If we have learned anything from the past several decades, healing from a 500-year heritage of slavery will take more than a generation or two. I am humbled when I think of this because I realize that the relentless, demonic agony inflicted for 500 years will not be undone or healed by a single generation. My body will have flitted through the breeze as dust many times over once this 500-year heritage has been unwound and restitched. Healing takes more than just time.
Healing deep, immeasurable wounds that infect every nook of our social life will take more than lip service or a polite gesture on occasion. Healing will take more than marches, or pretending everything is actually all right when it’s not.
It may be that healing will involve courageous women and men, dedicated to living full lives together, admitting the loss, the wounds, the anger, the sorrow. It may be that healing will involve women and men willing to dream together, work together, repent together, grow together, and change together. Imagine new circles of belonging.
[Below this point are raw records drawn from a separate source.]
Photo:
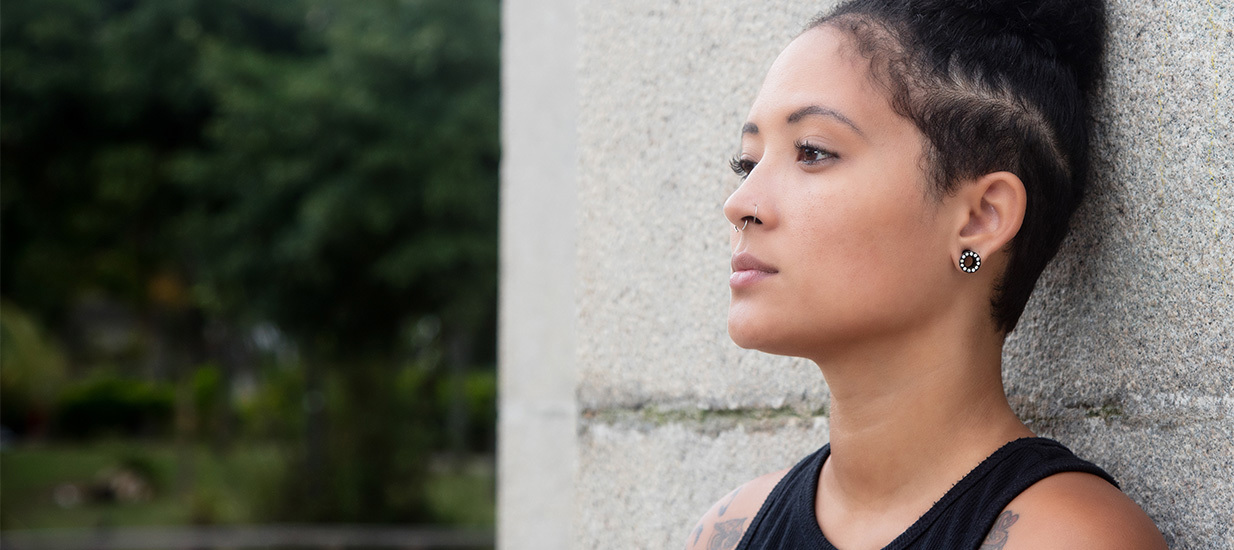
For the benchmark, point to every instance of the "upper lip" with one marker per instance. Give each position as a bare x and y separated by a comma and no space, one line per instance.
745,262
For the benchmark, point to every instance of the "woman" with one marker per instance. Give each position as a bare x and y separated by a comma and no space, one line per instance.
910,168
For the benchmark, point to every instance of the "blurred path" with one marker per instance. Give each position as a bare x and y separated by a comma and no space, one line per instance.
304,537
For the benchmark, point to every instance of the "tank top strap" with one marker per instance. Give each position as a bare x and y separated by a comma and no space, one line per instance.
964,516
958,521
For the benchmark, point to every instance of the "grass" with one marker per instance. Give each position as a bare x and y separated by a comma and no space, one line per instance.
189,485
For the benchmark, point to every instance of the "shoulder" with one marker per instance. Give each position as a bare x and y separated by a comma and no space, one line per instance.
1074,511
724,524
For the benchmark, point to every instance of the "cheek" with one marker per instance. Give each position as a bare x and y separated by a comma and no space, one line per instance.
870,262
The trouble is this demands more than a hashtag or selfie, though maybe a few of those won’t hurt. It requires women and men doing the mundane business of committing our lives to each other for a long recovery. I do not claim to know how this will be carried out in all its necessary particularity between people.
I begin to wonder if the church, which has been an arm of colonialism and a mechanism for racism, may rediscover its true self in this healing process. As it happens, the church continues to be shifted and shoved closer to the margins of social influence — perhaps where the church should be. Could it be that when all power and authority are extracted from the church, the church may lose its capacity for maintaining the status quo and may become a potential home for healing?
I confess I feel like turning and running away sometimes. I feel I do not have the energy, strength, stamina, and perseverance to stand at the edge any longer than to peek. I am often silent not because I do not care but because I am dazed, rendered speechless.
I do hope. But, like Karl Barth says, “We have no calm hope.” I still hope.